Plastik Sanayicileri Federasyonu’ndan yapılan yazılı açıklamada, yılın ilk iki ayında sektörün ihracatının miktar bazında yüzde 15’in üzerinde arttığını ifade edildi.
Tüm bölgesel gelişmelere rağmen ihracatın yükseldiğini belirten PLASFED Yönetim Kurulu Başkanı Ömer Karadeniz, plastik sektörünün dinamik yapısını ortaya koyması açısından bu durumu önemsediklerini söyledi.
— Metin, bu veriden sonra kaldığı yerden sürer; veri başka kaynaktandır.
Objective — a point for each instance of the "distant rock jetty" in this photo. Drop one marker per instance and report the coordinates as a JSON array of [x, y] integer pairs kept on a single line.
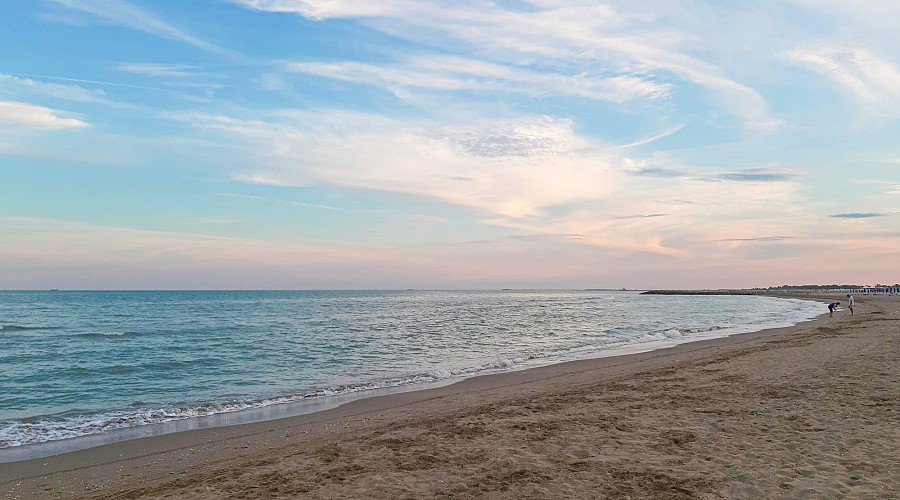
[[705, 292]]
Plastik sektörünün ihracatının artışının arkasındaki en önemli nedenlerden birinin de Kızıldeniz’de yaşanan kriz olduğunu kaydeden Karadeniz, Kızıldeniz krizi sebebiyle lojistik maliyetlerin arttığını ve teslimat sürelerinin uzadığını aktardı.
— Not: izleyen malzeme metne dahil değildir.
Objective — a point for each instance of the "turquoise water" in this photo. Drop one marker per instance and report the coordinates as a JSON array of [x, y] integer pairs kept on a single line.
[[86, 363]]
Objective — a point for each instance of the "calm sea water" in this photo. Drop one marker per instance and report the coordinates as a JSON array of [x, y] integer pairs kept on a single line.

“Pazar payını kalıcı hale getirmeliyiz”
Karadeniz, "İhracat verilerini incelediğimizde de en önemli pazarımız olan Avrupa’ya ihracatımızın payının hızlı bir şekilde arttığını görüyoruz. Türk plastik sektörü lojistik avantajının yanı sıra dinamik yapısı sayesinde ortaya çıkan bu tedarik zinciri değişimini de iyi değerlendirmekte. Tabi ihracatta yaşanan bu nevi konjonktürel artışlar kök nedenin ortadan kalkması akabinde hızla eriyebilir. Bu sebeple kazandığımız bu pazar payını kalıcı hale getirmek için daha büyük çaba göstermeliyiz” dedi.
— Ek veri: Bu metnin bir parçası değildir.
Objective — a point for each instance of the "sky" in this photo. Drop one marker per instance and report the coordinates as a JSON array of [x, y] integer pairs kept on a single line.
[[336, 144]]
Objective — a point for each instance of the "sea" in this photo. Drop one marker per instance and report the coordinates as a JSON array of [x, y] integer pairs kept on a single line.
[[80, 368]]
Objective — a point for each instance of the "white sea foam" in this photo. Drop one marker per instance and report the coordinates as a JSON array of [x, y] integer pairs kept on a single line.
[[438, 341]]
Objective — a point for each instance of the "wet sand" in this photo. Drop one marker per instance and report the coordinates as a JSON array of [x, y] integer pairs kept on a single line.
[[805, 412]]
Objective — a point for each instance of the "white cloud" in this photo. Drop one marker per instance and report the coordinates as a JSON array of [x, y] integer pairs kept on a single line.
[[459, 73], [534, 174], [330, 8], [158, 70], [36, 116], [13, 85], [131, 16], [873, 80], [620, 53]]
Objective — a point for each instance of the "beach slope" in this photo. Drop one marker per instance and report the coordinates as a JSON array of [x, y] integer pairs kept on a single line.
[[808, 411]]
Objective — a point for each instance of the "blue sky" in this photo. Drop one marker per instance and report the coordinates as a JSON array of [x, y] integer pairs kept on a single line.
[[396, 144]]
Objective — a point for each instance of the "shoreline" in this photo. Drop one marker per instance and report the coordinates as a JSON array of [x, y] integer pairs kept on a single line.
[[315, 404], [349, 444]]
Plastik sektörünün diğer imalat sanayi kollarından pozitif ayrıştığına dikkati çeken Karadeniz, İSO PMI verilerini incelediğinde, kimyasal, plastik ve kauçuk ürünleri sektörünün geçen ay olduğu gibi bu ay da eşik değer olan 50’nin üzerinde yer aldığını söyledi. 14 sektör arasından sadece 3 sektörün şubat ayında eşik değerin üstüne çıkabildiğini belirten Karadeniz, şöyle konuştu: "Zira tüm krizi fırsata çevirme yönündeki girişimlere rağmen imalat sanayinin potansiyelini gerçekleştirmesi önündeki temel sorunların hala çözülememiş olduğunu göz ardı etmemek gerekiyor.
Yüksek finansman maliyetleri firmaların rekabette ayakta kalabilmek adına gerçekleştirmesi gereken yatırımların ertelenmesine sebep olurken, işletme sermayesi sıkıntısı çeken kimi işletmelerin ise kapasite düşürmesine neden olmaktadır. Bu kapsamda kalıcı büyümenin yegâne anahtarı olan üretimi önceleyeceksek mutlak suretle finansman maliyetlerini düşürmemiz ve finansmana erişim kanallarını kolaylaştırmamız gerekmektedir.”
Döviz kurundaki sıkı politika ihracata zarar veriyor
Mevcut döviz kurunun ihracatın artışını yavaşlattığını söyleyen Karadeniz, “Döviz kurunun güncel pozisyonu ve üretici fiyatlarında yaşanan enflasyon, ihracat pazarlarında rekabet gücümüzü olumsuz etkileyerek ihracat artışımıza ket vuruyor. Döviz bazında tüm girdi kalemlerinde çok hızlı bir artışla karşı karşıyayız.
Örneğin asgari ücrete yapılan son zam sonrası asgari ücret döviz bazında çok sert bir artış yaşadı. Buna mukabil verimlilikte böylesi bir artış gerçekleşmedi. Bu durum özellikle emek yoğun sektörlerin ihracatının istenilen seviyelere gelebilmesi adına büyük bir engel teşkil ediyor. Eğer büyüme yolunda ihracatın gücünü tam anlamıyla almak istiyorsak kurun biraz daha gevşemesi gerekiyor” diye konuştu.